StanfordAHA / Halide-to-Hardware

Other
74 stars 12 forks source link

H2H failing daily regression #81

Closed Kuree closed 4 years ago

Kuree commented 4 years ago

See https://buildkite.com/stanford-aha/garnetflow/builds/1476#fddb505e-d74c-4c86-82a5-aae72b9f399f/6-10334

This is using the latest release: https://github.com/StanfordAHA/Halide-to-Hardware/releases/tag/lakelib

dillonhuff commented 4 years ago

@Kuree I cannot reproduce this locally, but it looks like an error in deleting division instructions that I simplify into shifts. Do you this first build where this error happened?

dillonhuff commented 4 years ago

*do you remember the first build where this happened?

Kuree commented 4 years ago

This is the first build that has the div issue: https://buildkite.com/stanford-aha/garnetflow/builds/1476#fddb505e-d74c-4c86-82a5-aae72b9f399f

dillonhuff commented 4 years ago

@Kuree I cannot reproduce the issue on my garnetflow build either. That said I think it is caused by use of an unordered set of pointers in peephole divide optimizations. I have inserted a fix into Halide-to-Hardware master.

https://github.com/StanfordAHA/Halide-to-Hardware/pull/82

Can we change garnetflow to build Halide-to-Hardware from source instead of downloading a tagged library? The build already takes hours to run anyway and it would ensure the flow is up to date and hopefully we would catch some of these issues earlier.

Kuree commented 4 years ago

We can do that for daily regressions. I will work on a fix to enable the build from source if not PR.

On a side note, regarding the build speed I need to track down where it is slowing one.

Kuree commented 4 years ago

I have isolated the cause for 2x slow down in the regression. I will fix this after the performance bug is fixed.

Kuree commented 4 years ago

@dillonhuff https://buildkite.com/stanford-aha/garnetflow/builds/1512#a5a8cc27-711b-4ad0-b7ac-9b5294aa44e8 This build failed even though it built halide from scratch.
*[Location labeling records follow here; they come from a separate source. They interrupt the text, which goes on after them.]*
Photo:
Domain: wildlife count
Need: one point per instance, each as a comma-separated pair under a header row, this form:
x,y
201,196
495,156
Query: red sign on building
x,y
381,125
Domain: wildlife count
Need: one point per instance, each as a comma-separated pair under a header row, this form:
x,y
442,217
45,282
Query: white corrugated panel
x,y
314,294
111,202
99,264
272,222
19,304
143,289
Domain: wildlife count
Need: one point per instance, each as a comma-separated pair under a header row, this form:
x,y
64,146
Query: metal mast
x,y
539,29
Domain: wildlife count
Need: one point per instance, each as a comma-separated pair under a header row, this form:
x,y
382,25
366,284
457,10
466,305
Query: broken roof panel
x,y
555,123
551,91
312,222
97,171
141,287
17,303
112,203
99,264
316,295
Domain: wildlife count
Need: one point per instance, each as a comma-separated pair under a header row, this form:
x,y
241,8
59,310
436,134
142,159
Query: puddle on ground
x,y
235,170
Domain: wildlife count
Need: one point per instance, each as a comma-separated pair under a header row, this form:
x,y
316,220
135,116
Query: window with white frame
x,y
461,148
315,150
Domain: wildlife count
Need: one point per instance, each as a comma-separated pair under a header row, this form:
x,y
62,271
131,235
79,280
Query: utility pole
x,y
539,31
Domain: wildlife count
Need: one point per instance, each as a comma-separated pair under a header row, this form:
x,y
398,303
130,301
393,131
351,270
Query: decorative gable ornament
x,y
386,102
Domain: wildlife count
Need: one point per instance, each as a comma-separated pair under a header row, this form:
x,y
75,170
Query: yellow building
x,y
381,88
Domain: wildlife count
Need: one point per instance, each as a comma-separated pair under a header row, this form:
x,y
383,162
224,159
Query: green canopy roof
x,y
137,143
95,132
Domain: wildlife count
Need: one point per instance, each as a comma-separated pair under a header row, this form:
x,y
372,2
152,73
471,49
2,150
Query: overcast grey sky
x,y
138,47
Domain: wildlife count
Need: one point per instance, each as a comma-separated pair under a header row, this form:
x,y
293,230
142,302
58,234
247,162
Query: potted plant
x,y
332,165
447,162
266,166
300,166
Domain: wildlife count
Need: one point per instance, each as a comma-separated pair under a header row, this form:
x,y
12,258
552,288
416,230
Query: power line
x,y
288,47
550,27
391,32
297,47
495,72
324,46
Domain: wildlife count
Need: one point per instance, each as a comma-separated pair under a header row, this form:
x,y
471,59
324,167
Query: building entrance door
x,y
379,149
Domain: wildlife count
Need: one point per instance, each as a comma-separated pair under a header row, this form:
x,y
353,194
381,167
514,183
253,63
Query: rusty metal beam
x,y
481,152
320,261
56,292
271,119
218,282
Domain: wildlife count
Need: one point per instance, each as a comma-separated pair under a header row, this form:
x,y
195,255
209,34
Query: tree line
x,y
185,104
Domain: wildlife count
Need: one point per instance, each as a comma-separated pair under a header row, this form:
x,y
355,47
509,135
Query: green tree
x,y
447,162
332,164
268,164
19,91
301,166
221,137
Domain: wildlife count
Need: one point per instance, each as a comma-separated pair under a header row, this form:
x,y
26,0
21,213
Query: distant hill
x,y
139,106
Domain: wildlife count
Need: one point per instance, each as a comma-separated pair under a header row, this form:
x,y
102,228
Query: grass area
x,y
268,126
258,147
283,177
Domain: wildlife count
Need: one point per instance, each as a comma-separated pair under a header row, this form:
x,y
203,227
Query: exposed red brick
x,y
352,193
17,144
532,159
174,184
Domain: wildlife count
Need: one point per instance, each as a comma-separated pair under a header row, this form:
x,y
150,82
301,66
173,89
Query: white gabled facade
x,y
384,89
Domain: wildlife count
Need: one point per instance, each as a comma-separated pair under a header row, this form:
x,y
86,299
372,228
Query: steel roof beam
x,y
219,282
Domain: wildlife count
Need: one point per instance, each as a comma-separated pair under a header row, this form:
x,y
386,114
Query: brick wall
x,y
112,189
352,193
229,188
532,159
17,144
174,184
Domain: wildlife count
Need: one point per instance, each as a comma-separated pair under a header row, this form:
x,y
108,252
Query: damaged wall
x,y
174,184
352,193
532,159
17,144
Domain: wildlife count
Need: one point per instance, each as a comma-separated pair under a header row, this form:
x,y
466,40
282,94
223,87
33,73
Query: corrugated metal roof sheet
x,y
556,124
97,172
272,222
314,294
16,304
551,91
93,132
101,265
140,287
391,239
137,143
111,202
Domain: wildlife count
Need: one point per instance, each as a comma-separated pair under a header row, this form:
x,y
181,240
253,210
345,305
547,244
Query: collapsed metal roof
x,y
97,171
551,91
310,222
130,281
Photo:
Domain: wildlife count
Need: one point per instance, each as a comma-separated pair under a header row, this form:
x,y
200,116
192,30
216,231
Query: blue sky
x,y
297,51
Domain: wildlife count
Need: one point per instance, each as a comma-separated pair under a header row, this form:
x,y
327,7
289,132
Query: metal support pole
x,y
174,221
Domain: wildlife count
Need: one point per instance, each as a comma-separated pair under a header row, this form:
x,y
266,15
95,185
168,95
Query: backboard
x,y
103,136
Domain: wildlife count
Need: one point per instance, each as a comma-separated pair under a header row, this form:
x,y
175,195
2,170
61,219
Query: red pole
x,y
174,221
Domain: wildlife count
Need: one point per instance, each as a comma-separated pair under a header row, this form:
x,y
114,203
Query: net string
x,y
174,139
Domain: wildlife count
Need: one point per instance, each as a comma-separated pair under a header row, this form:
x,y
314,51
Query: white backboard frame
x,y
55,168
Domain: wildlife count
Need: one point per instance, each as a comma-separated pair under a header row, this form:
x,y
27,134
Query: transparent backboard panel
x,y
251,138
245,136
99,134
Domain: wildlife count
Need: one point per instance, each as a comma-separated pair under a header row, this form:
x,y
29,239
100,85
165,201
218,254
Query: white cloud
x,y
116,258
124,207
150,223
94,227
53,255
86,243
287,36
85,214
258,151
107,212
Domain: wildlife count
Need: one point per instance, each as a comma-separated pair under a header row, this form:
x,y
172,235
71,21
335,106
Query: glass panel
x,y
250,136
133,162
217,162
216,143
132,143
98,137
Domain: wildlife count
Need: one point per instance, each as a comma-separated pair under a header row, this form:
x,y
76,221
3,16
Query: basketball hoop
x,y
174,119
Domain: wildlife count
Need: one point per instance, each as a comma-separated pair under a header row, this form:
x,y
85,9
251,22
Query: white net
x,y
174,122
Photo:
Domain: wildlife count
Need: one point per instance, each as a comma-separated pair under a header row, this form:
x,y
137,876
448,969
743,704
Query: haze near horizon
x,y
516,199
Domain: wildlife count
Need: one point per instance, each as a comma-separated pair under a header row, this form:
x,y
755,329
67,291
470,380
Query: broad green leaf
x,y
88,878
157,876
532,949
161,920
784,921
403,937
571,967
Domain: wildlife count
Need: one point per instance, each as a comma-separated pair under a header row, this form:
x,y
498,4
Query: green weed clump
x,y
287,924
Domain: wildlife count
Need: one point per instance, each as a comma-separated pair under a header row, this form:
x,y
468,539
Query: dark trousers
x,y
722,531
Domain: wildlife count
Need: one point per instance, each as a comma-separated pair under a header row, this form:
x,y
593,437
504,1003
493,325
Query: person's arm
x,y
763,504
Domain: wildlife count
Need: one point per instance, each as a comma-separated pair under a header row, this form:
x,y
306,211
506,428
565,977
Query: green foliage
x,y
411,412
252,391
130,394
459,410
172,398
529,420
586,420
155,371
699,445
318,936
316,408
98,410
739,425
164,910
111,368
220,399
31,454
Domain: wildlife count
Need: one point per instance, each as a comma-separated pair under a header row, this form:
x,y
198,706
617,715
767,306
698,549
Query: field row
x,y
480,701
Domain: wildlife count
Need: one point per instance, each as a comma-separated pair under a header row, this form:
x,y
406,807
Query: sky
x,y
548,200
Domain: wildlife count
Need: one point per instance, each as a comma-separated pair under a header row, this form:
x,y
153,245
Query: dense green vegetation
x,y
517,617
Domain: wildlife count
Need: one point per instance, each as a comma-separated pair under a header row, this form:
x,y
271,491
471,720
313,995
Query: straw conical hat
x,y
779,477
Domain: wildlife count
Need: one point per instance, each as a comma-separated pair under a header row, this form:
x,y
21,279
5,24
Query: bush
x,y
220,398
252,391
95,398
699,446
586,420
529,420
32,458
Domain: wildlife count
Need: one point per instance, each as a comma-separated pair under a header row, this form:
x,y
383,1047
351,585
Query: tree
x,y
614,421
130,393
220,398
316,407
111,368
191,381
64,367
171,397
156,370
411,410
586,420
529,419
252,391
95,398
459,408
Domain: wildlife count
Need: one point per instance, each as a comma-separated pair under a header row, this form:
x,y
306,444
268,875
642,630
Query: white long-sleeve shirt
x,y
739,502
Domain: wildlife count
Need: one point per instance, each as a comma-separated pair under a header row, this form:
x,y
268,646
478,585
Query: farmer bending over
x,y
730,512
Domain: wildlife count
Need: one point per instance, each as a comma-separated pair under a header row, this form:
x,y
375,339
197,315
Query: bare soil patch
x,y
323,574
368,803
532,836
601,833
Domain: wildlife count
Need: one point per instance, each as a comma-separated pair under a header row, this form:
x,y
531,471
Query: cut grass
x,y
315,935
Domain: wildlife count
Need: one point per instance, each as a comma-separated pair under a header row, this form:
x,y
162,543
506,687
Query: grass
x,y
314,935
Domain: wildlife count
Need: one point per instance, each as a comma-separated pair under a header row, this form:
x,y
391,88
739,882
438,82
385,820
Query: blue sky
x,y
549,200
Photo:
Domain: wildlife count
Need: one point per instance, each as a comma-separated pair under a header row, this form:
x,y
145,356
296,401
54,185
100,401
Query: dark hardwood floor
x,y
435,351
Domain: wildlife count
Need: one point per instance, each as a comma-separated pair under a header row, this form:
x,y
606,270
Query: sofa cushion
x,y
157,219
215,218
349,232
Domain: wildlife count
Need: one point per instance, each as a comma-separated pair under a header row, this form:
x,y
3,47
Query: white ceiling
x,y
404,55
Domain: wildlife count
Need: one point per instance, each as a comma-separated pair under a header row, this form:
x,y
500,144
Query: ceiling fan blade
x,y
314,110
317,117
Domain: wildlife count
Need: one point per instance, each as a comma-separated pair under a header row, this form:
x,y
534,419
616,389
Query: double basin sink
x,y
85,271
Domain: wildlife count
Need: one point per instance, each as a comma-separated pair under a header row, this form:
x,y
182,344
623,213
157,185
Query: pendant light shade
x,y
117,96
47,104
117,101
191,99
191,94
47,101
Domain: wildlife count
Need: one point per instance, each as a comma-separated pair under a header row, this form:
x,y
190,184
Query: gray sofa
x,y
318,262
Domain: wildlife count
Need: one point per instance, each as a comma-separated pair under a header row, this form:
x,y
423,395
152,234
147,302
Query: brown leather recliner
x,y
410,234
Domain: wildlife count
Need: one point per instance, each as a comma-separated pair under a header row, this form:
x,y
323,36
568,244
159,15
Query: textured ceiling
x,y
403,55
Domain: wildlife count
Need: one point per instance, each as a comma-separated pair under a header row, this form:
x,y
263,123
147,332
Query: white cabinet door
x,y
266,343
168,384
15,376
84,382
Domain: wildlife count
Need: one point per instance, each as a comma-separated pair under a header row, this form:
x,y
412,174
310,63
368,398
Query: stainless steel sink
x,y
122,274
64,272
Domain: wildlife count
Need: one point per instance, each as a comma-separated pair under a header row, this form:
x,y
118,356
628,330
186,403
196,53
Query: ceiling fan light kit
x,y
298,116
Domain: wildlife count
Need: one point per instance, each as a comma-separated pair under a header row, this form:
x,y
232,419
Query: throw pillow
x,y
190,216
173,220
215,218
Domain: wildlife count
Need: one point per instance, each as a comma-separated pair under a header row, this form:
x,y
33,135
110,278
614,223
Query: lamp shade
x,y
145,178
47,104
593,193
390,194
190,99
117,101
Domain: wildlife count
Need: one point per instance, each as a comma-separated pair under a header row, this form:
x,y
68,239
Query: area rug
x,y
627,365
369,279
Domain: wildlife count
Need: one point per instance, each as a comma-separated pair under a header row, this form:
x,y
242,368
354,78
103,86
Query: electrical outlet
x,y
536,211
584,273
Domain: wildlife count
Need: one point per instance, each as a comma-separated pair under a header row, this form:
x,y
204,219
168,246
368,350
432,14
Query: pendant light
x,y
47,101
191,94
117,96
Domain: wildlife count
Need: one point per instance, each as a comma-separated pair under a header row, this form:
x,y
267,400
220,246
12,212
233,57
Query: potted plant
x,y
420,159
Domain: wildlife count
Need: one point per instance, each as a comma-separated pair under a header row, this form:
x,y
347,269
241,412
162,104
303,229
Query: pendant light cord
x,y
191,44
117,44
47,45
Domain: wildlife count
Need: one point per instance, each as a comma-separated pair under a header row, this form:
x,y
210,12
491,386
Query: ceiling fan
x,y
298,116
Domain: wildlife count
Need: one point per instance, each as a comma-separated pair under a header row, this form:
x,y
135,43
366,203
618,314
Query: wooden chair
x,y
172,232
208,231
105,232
Can you take a look?

dillonhuff commented 4 years ago

@Kuree this looks like a different error. The generator is segfaulting on cacade and the printouts stop very early. I'll try to recreate it in the travis tb.

dillonhuff commented 4 years ago

@Kuree I cannot get cascade to fail in garnetflow, but I can get a unit test of cascade to crash early in compilation in the garnetflow build on travis:

https://travis-ci.com/StanfordAHA/Halide-to-Hardware/builds/150709481

The error seems to happen before getting to coreir generation. @jeffsetter have you ever seen this error?

jeffsetter commented 4 years ago

I have never encountered that type of error.

jeffsetter commented 4 years ago

Is it failing cascade? Because near the end of the log it says "Generating coreir for function coreir_cascade" which suggests to me that it does get to coreir generation for cascade.

dillonhuff commented 4 years ago

@jeffsetter @Kuree sorry I wasnt clear. The build I linked to starts with a unit test that builds the cascade app, which runs to completion, passes, and then moves on to the rest of the unit tests. The rest of the unit tests contain another test with two convolutions back to back (which I also call cascade), that one fails with:

No linebuffer inserted after function conv2.
terminate called after throwing an instance of 'std::domain_error'
  what():  type must be number, but is string
./test/scripts/run_hw_unit_tests.sh: line 18: 14079 Aborted                 (core dumped) ./all-tests
Extracting testbench files...

Which seems to be before coreir code generation. I cannot get the cascade app itself to fail either on travis or locally.

Kuree commented 4 years ago

@dillonhuff To reproduce the cascade bug, can you attach to the docker container keyi-debug-flow on kiwi?

dillonhuff commented 4 years ago

@Kuree @joyliu37 when I run cascade in that container the code crashes inside the unified buffer rewrites (which now run on each execution of Halide-to-Hardware). It seems that the crash is here:

https://github.com/StanfordAHA/Halide-to-Hardware/blob/fa9fbb73a3aaa3e83cf2e3e0ce4dffdf391a5a20/src/UBufferRewrites.cpp#L832-L838

Joey do you have any idea why this would be crashing on kiwi?

Kuree commented 4 years ago

@joyliu37 Still fails: https://buildkite.com/stanford-aha/garnetflow/builds/1543#9278e7a8-da98-4172-a2ed-c5dd798315b3/6-7048

joyliu37 commented 4 years ago

There is a typo in gaussian, and it should be fixed in the newest PR.